You can also include if-then conditions in the calculation. The following examples illustrate the syntax to be used:

if (V1 > V2) {

V1

}

else {

V2

}

Alternative Syntax:

if (V1 > V2)

V1;

else

V2

## Recode variables

Often when working with datasets there is the desire to recode variables; for example, to reverse the polarity of an item or group multiple variables as a single variable, summarized as, for example, differentiated collected information on schooling for three levels of education. MAXQDA Stats allows recoding of multiple variables or variable values at a time.

### Recode into new variable

Normally variable values are recoded as new variables so that the original value will not be affected. Proceed as follows:

- Begin the recoding process from the menu function
**Transform > Recode into new variable**. The following window will appear:

In the left hand pane, select the variables that you wish to recode. Double-click the desired variable to transfer it to the right-hand pane. Multiple variables can be transferred at a time by holding the Ctrl/cmd key as the variables are selected, then moving them to the right pane with the mouse or by using the blue arrow in the center of the window.

- For the new variable name, MAXQDA Stats automatically suggests the original name supplemented with a number after a hashtag #. You can modify the name by editing it in the cell.
When you click

**OK,**a dialog box will appear for the input of the modified values:In the “Old value” column, enter the original value and in the “New value” column, enter the target value to be recoded.

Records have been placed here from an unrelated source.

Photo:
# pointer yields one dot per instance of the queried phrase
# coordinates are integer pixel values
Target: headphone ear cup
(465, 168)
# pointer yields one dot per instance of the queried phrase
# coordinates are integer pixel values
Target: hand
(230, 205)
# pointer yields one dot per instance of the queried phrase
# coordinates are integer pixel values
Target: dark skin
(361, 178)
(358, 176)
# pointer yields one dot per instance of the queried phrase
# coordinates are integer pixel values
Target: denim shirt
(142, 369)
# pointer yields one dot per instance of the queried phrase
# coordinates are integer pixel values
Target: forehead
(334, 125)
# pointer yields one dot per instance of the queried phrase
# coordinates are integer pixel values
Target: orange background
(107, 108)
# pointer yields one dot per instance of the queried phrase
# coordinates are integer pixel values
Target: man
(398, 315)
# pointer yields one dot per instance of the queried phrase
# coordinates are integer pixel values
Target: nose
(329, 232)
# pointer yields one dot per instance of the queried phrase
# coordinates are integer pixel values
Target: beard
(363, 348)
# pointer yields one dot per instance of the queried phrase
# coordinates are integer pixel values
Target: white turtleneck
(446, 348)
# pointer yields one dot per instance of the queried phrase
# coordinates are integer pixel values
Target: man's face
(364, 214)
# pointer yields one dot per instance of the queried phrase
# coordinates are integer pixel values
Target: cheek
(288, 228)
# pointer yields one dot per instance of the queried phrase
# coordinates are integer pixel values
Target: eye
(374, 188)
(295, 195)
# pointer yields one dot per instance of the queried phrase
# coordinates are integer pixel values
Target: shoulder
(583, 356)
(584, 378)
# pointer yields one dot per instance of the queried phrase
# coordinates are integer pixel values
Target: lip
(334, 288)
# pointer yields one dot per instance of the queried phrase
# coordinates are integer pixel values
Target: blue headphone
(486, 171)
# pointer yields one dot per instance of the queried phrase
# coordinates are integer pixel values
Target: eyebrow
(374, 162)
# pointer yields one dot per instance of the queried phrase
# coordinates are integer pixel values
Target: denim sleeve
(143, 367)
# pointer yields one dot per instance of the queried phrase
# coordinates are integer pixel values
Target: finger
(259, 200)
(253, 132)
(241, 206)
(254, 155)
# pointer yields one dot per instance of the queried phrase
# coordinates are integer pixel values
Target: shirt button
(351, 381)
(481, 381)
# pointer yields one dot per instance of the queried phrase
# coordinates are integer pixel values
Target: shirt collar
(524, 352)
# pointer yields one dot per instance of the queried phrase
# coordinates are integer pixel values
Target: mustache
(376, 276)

The image above shows a classic example: the value of the items is reversed, so that the lowest value of 1 becomes the highest value of 4, and vice versa.

Using the selection list in the first column, you can specify a range of values to which a single new value will be assigned. In the selection list, the operators greater than (>); less than (<); greater than or equal to (≥); or lesser than or equal to (≤) are available. Using the following rows, a variable with a value of 3 can for example be dichotomized, so that in the new variable 0 is displayed for values under 3, and 1 is displayed for values over 3:

The button

**Insert all existing values**lists the occurring values for all selected variables, which is especially practical when all values of a variable will be recoded and you wish to immediately begin entering the new values.The and symbols allow you to delete individual or all rows.

- When you click
**OK**the new variable will be inserted and displayed in the Data Editor. The variable label will appear as the original supplemented with the suffix “recoded” so the recoded variable can be easily recognized. If no label is present, the variable name is used as a label to which “recoded” is added.

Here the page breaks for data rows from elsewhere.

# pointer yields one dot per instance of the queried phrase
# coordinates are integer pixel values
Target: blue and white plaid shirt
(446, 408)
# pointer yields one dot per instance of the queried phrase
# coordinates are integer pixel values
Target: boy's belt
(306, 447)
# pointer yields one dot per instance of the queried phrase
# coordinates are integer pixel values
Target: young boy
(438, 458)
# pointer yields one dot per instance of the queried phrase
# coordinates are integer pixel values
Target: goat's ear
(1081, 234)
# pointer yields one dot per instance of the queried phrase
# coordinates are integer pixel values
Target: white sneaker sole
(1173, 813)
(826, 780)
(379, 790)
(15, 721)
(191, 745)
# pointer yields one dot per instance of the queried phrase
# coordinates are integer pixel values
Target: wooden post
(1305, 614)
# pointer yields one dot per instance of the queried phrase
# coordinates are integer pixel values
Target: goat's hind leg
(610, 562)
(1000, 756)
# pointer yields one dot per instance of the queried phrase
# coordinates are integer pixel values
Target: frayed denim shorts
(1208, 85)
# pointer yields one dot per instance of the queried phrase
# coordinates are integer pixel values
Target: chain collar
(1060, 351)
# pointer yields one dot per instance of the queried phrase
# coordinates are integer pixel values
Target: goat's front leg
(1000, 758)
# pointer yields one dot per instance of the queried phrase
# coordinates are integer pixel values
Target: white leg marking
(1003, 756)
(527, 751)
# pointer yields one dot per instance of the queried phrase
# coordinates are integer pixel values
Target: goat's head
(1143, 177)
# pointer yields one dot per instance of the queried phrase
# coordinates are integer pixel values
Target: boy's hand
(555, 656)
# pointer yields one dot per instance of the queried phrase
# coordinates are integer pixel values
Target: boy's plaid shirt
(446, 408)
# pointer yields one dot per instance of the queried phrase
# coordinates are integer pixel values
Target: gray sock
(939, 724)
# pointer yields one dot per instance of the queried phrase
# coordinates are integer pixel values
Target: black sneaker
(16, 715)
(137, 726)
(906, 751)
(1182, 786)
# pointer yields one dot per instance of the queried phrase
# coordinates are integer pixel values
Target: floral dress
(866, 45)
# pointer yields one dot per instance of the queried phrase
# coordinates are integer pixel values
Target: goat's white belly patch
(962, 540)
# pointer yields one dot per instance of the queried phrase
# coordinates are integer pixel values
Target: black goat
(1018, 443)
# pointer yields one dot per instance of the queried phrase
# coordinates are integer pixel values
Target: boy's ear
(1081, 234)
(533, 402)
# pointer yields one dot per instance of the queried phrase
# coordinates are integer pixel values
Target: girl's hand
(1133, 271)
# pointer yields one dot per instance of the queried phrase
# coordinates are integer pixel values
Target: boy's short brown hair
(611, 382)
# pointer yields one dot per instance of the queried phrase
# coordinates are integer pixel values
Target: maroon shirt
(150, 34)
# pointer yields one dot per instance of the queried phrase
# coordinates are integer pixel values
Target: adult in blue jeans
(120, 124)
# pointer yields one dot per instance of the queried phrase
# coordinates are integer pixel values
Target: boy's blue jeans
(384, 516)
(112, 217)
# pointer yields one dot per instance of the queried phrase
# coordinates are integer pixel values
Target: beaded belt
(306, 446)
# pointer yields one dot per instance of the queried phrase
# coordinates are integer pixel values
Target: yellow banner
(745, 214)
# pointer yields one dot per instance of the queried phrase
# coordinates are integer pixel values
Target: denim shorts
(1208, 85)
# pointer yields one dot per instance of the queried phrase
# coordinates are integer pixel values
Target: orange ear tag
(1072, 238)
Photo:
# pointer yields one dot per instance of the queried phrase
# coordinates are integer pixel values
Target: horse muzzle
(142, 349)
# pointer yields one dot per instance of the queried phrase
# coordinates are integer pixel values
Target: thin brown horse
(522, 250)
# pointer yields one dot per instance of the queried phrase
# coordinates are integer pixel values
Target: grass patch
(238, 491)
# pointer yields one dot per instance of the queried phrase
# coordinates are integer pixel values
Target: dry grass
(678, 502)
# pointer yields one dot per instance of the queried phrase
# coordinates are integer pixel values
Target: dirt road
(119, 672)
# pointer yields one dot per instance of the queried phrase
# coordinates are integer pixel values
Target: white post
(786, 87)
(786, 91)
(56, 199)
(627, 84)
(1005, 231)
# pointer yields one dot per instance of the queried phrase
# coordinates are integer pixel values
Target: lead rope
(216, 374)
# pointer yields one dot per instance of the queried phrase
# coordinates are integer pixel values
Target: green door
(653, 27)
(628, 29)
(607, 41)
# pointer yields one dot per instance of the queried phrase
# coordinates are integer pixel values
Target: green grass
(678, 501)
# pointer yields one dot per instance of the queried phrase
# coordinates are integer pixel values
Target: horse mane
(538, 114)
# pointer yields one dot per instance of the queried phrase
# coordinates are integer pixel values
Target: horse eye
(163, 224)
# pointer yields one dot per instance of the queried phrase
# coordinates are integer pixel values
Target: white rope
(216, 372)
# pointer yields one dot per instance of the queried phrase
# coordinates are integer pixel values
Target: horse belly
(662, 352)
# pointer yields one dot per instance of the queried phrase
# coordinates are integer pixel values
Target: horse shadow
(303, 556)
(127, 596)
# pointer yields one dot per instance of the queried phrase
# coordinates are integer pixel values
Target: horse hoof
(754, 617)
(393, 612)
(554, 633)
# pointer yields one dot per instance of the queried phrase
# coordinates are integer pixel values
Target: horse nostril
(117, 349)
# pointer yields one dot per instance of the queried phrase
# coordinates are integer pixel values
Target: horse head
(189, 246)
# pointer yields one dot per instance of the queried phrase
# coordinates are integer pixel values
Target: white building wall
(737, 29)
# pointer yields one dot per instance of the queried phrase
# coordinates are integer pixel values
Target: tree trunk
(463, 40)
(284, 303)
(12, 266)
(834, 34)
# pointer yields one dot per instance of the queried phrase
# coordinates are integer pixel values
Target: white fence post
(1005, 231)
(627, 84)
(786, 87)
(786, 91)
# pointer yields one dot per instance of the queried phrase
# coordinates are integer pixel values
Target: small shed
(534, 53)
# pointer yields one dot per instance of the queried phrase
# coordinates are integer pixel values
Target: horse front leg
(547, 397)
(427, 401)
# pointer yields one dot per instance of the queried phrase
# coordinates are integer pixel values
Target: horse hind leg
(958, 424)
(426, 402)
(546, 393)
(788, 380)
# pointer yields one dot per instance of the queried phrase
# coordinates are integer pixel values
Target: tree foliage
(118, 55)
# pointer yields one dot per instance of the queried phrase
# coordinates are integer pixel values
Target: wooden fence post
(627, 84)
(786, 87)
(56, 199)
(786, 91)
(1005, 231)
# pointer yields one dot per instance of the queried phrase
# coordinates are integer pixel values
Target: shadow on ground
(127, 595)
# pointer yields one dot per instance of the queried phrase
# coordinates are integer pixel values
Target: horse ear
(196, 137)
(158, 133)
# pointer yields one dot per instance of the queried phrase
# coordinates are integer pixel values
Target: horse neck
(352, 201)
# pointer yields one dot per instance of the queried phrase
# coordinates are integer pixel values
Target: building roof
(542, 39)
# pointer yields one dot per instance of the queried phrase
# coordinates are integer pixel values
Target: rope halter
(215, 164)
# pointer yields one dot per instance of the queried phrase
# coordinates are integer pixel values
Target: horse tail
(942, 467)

MAXQDA Stats proceeds specifically as follows when recoding:

- In case of conflict of the attribution, the lower attribution will be applied. For example, if the first row states “1 to 4” and the second row states “>0 to 3”, 1 will be recoded as 3 and not 4.
- If no new value is specified for an existing value, the old value will be retained.
- Value labels will not be transferred to the new variable, but the definitions for missing values.

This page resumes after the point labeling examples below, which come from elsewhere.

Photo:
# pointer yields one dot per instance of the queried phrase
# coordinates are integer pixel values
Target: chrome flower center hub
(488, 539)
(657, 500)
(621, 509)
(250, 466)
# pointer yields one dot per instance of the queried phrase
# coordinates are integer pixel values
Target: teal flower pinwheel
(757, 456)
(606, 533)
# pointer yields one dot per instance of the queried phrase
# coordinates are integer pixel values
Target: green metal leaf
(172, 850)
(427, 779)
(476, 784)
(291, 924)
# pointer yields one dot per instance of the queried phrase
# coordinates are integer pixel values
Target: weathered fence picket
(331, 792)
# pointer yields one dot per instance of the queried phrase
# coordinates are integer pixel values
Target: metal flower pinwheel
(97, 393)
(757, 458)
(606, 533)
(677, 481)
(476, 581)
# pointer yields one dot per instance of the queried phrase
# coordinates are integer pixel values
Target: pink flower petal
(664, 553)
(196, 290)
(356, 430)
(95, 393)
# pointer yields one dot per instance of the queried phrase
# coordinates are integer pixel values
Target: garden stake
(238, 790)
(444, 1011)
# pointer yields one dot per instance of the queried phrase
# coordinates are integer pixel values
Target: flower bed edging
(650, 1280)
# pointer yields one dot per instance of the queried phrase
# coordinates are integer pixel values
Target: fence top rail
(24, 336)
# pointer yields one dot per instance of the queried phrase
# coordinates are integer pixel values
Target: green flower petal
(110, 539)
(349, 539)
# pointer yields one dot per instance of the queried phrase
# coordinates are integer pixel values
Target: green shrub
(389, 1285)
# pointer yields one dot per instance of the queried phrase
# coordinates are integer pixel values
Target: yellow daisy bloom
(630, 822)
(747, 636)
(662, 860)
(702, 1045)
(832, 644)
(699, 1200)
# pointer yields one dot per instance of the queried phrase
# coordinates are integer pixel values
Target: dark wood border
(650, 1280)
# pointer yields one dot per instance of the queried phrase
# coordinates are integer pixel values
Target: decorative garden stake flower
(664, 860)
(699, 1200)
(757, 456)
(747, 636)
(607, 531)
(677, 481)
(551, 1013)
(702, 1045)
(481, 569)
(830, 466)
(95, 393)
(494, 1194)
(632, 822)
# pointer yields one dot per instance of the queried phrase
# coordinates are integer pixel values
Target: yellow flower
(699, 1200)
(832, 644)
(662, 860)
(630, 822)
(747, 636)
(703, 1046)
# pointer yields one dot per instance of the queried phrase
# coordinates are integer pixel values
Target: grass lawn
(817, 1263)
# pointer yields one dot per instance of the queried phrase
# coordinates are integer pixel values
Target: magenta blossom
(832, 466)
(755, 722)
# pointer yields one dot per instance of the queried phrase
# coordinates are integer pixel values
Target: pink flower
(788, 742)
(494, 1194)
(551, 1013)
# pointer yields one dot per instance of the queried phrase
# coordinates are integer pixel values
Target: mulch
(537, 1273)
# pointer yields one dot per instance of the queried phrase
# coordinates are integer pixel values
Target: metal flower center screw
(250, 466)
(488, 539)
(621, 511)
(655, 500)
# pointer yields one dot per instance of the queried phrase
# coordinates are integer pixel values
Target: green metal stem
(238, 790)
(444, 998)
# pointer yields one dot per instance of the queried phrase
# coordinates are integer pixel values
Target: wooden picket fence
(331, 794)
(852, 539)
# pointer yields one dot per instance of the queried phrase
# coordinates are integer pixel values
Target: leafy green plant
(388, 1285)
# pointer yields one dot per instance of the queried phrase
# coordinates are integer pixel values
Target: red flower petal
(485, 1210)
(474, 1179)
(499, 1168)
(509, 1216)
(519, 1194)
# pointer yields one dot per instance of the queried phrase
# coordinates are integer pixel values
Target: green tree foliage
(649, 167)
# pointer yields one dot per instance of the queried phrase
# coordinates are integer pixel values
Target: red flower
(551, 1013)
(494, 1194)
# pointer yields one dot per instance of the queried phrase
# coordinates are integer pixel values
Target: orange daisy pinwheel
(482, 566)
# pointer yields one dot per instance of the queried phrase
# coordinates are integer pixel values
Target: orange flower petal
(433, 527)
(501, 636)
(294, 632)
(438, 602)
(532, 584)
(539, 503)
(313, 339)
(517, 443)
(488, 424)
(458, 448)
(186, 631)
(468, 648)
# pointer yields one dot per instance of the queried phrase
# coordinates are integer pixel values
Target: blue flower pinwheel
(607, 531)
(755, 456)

### Recode code frequencies per document as new variables

With MAXQDA Stats, you can not only recode variables, but also the code frequencies that were transferred from a MAXQDA project to MAXQDA Stats. If you launched MAXQDA Stats with the data from a MAXQDA project, click the “Code” tab in the dialog box to select individual codes from the familiar code tree.

To recode a code as a new variable, double-click the code or drag it into the right pane of the window using the mouse. You can also use the blue arrow to transfer codes to the right pane.

Assuming that you are only interested in whether or not a code has been assigned in a document, the exact number of code frequencies is not relevant, but only whether 0 or a higher number is displayed. In this case the code can be recoded in a single row and stored as a new variable:

### Recoding into the same variable

Recoding into the same variable is performed in the same way as recoding into a new variable, from the menu **Transform > Recode into same variable**. However, for this procedure only variables, not codes, can be selected, and naturally the definition of a new variable name is omitted.